Benetti Roberta, Gonzalo Susana, Jaco Isabel, Muñoz Purificación, Gonzalez Susana, Schoeftner Stefan, Murchison Elizabeth, Andl Thomas, Chen Taiping, Klatt Peter, Li En, Serrano Manuel, Millar Sarah, Hannon Gregory, Blasco Maria A
Telomeres and Telomerase Group, Molecular Oncology Program, Spanish National Cancer Centre (CNIO), 3 Melchor Fernández Almagro, Madrid E-28029, Spain.
Nat Struct Mol Biol. 2008 Mar;15(3):268-79. doi: 10.1038/nsmb.1399. Epub 2008 Mar 2.

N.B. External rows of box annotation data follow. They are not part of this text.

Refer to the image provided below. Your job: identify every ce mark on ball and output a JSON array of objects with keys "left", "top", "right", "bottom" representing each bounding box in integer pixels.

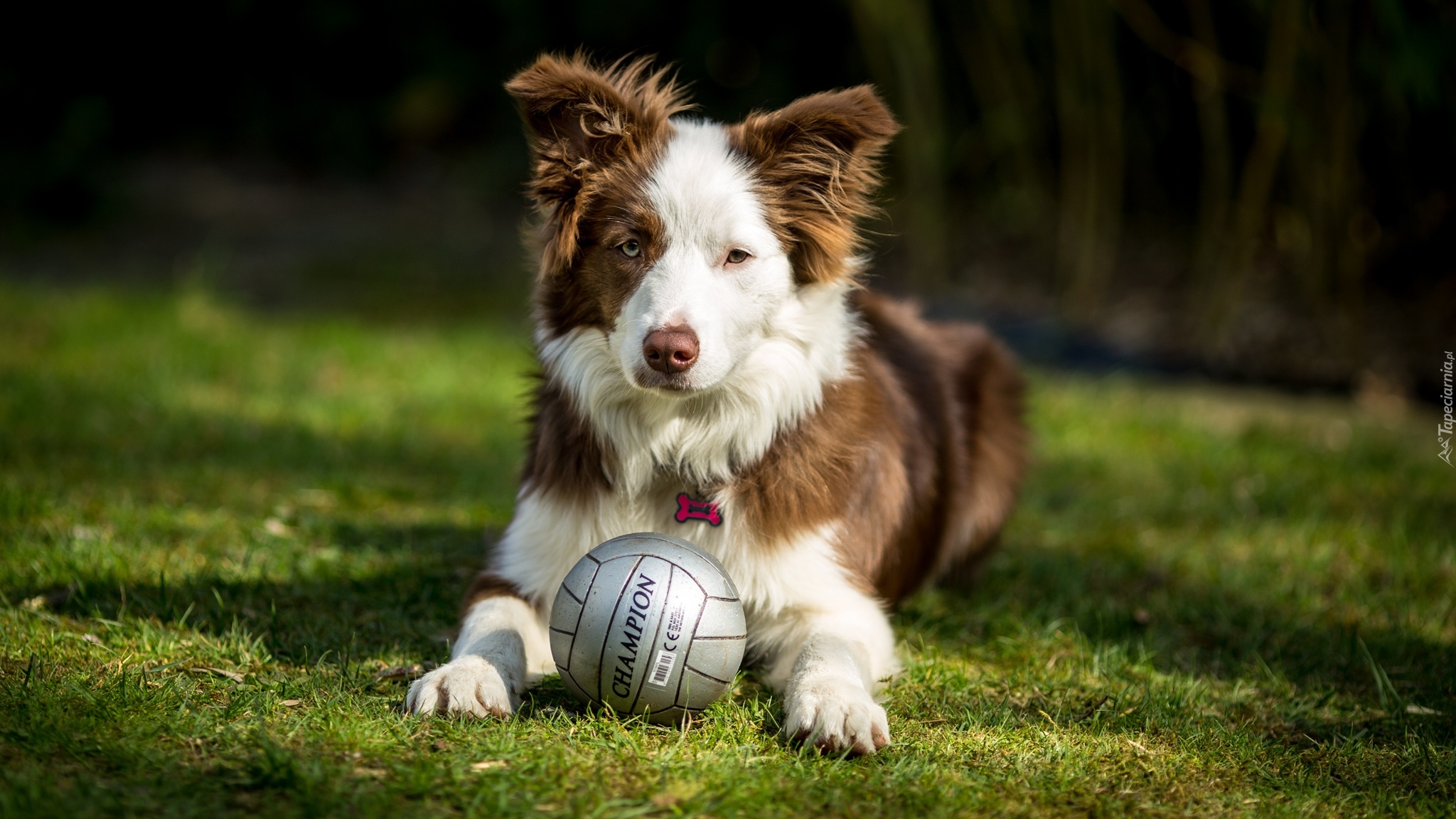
[{"left": 663, "top": 606, "right": 683, "bottom": 651}]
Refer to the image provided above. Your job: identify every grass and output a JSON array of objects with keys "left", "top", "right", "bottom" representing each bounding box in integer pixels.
[{"left": 0, "top": 278, "right": 1456, "bottom": 816}]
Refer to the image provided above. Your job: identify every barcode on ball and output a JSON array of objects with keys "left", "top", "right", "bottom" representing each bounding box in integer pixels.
[{"left": 646, "top": 651, "right": 677, "bottom": 688}]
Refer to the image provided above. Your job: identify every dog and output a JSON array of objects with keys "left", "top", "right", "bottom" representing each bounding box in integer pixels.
[{"left": 405, "top": 55, "right": 1027, "bottom": 754}]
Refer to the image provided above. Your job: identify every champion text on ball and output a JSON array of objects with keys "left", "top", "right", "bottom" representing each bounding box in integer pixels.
[{"left": 406, "top": 55, "right": 1025, "bottom": 754}]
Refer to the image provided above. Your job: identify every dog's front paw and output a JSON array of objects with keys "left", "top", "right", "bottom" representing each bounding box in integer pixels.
[
  {"left": 783, "top": 679, "right": 889, "bottom": 754},
  {"left": 405, "top": 655, "right": 515, "bottom": 717}
]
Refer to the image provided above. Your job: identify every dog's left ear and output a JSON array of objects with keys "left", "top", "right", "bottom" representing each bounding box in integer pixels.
[
  {"left": 729, "top": 86, "right": 900, "bottom": 283},
  {"left": 505, "top": 54, "right": 686, "bottom": 271}
]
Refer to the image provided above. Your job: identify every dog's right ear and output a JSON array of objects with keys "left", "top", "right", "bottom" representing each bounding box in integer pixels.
[{"left": 505, "top": 54, "right": 686, "bottom": 265}]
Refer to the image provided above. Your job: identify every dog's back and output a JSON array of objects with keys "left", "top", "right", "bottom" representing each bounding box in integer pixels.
[{"left": 407, "top": 57, "right": 1025, "bottom": 754}]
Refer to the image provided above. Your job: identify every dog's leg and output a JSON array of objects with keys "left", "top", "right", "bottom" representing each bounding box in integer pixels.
[
  {"left": 749, "top": 545, "right": 897, "bottom": 754},
  {"left": 405, "top": 493, "right": 599, "bottom": 717},
  {"left": 405, "top": 586, "right": 550, "bottom": 717}
]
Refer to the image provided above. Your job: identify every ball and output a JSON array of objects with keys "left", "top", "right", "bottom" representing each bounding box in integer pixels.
[{"left": 550, "top": 532, "right": 749, "bottom": 723}]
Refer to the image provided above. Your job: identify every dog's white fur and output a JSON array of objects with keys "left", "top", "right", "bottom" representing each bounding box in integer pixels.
[{"left": 406, "top": 121, "right": 897, "bottom": 752}]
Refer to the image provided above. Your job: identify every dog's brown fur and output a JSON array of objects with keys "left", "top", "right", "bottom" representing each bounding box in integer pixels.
[{"left": 467, "top": 50, "right": 1027, "bottom": 605}]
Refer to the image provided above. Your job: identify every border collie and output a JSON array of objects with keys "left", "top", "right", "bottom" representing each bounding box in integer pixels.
[{"left": 405, "top": 55, "right": 1025, "bottom": 754}]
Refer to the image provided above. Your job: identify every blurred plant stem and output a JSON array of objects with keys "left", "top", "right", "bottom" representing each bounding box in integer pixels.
[
  {"left": 948, "top": 0, "right": 1056, "bottom": 235},
  {"left": 1051, "top": 0, "right": 1124, "bottom": 321},
  {"left": 850, "top": 0, "right": 949, "bottom": 290},
  {"left": 1211, "top": 0, "right": 1305, "bottom": 353},
  {"left": 1113, "top": 0, "right": 1305, "bottom": 351}
]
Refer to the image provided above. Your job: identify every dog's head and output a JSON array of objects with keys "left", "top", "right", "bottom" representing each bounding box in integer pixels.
[{"left": 505, "top": 55, "right": 897, "bottom": 393}]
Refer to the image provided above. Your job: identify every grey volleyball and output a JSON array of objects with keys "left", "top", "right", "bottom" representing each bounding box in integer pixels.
[{"left": 550, "top": 532, "right": 747, "bottom": 723}]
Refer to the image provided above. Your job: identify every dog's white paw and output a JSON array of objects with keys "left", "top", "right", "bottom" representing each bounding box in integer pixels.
[
  {"left": 783, "top": 679, "right": 889, "bottom": 754},
  {"left": 405, "top": 654, "right": 515, "bottom": 717}
]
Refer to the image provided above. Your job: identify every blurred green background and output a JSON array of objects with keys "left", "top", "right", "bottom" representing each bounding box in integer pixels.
[{"left": 0, "top": 0, "right": 1456, "bottom": 401}]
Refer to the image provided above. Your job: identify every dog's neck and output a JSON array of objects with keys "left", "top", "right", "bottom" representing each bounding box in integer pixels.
[{"left": 536, "top": 279, "right": 860, "bottom": 497}]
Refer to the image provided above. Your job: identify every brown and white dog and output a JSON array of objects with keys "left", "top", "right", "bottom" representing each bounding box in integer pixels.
[{"left": 406, "top": 55, "right": 1025, "bottom": 754}]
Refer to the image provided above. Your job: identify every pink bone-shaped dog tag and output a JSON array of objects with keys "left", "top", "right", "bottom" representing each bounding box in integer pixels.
[{"left": 673, "top": 493, "right": 724, "bottom": 526}]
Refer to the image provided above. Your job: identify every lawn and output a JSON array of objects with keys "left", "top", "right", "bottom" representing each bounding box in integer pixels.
[{"left": 0, "top": 278, "right": 1456, "bottom": 818}]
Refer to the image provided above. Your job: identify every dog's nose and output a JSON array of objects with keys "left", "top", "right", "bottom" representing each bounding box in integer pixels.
[{"left": 642, "top": 325, "right": 697, "bottom": 373}]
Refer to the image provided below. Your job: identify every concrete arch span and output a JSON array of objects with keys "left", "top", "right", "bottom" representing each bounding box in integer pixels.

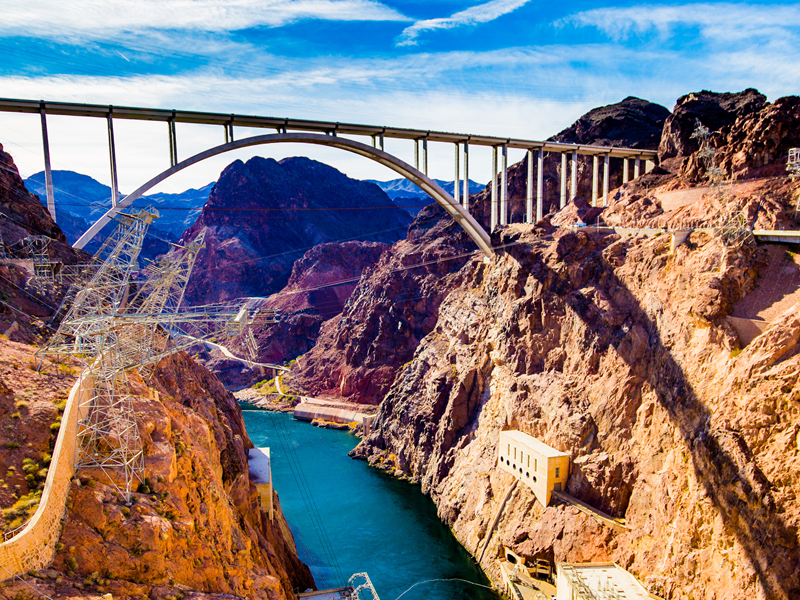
[{"left": 74, "top": 133, "right": 494, "bottom": 256}]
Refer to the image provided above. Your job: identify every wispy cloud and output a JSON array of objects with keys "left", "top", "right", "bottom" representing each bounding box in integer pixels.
[
  {"left": 0, "top": 0, "right": 410, "bottom": 37},
  {"left": 397, "top": 0, "right": 530, "bottom": 46},
  {"left": 557, "top": 3, "right": 800, "bottom": 42}
]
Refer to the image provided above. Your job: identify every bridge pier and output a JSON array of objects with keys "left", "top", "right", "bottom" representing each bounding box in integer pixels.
[
  {"left": 461, "top": 140, "right": 469, "bottom": 211},
  {"left": 536, "top": 147, "right": 544, "bottom": 223},
  {"left": 167, "top": 117, "right": 178, "bottom": 167},
  {"left": 500, "top": 143, "right": 508, "bottom": 225},
  {"left": 106, "top": 107, "right": 119, "bottom": 206},
  {"left": 489, "top": 146, "right": 499, "bottom": 231},
  {"left": 525, "top": 148, "right": 533, "bottom": 225},
  {"left": 569, "top": 150, "right": 578, "bottom": 202},
  {"left": 39, "top": 102, "right": 56, "bottom": 223},
  {"left": 453, "top": 142, "right": 461, "bottom": 204}
]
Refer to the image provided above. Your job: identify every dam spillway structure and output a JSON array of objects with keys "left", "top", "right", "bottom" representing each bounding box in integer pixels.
[{"left": 498, "top": 429, "right": 570, "bottom": 506}]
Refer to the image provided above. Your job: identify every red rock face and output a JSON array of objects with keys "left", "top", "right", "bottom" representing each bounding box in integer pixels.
[
  {"left": 658, "top": 89, "right": 767, "bottom": 175},
  {"left": 355, "top": 226, "right": 800, "bottom": 600},
  {"left": 177, "top": 157, "right": 411, "bottom": 304}
]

Dicer initiates RNA interference by generating small RNAs involved in various silencing pathways. Dicer participates in centromeric silencing, but its role in the epigenetic regulation of other chromatin domains has not been explored. Here we show that Dicer1 deficiency in Mus musculus leads to decreased DNA methylation, concomitant with increased telomere recombination and telomere elongation. These DNA-methylation defects correlate with decreased expression of Dnmt1, Dnmt3a and Dnmt3b DNA methyltransferases (Dnmts), and methylation levels can be recovered by their overexpression. We identify the retinoblastoma-like 2 protein (Rbl2) as responsible for decreased Dnmt expression in Dicer1-null cells, suggesting the existence of Dicer-dependent small RNAs that target Rbl2. We identify the miR-290 cluster as being downregulated in Dicer1-deficient cells and show that it silences Rbl2, thereby controlling Dnmt expression. These results identify a pathway by which miR-290 directly regulates Rbl2-dependent Dnmt expression, indirectly affecting telomere-length homeostasis.
Dicer通过生成参与各种沉默途径的小RNA来启动RNA干扰。Dicer参与着丝粒沉默,但其在其他染色质结构域的表观遗传调控中的作用尚未得到探索。在这里,我们表明小家鼠中Dicer1的缺失会导致DNA甲基化减少,同时端粒重组增加和端粒延长。这些DNA甲基化缺陷与DNA甲基转移酶(Dnmts)Dnmt1、Dnmt3a和Dnmt3b的表达降低相关,并且通过它们的过表达可以恢复甲基化水平。我们确定视网膜母细胞瘤样2蛋白(Rbl2)是导致Dicer1缺失细胞中Dnmt表达降低的原因,这表明存在靶向Rbl2的Dicer依赖性小RNA。我们确定miR-290簇在Dicer1缺陷细胞中下调,并表明它使Rbl2沉默,从而控制Dnmt表达。这些结果确定了一条途径,通过该途径miR-290直接调节Rbl2依赖性Dnmt表达,间接影响端粒长度稳态。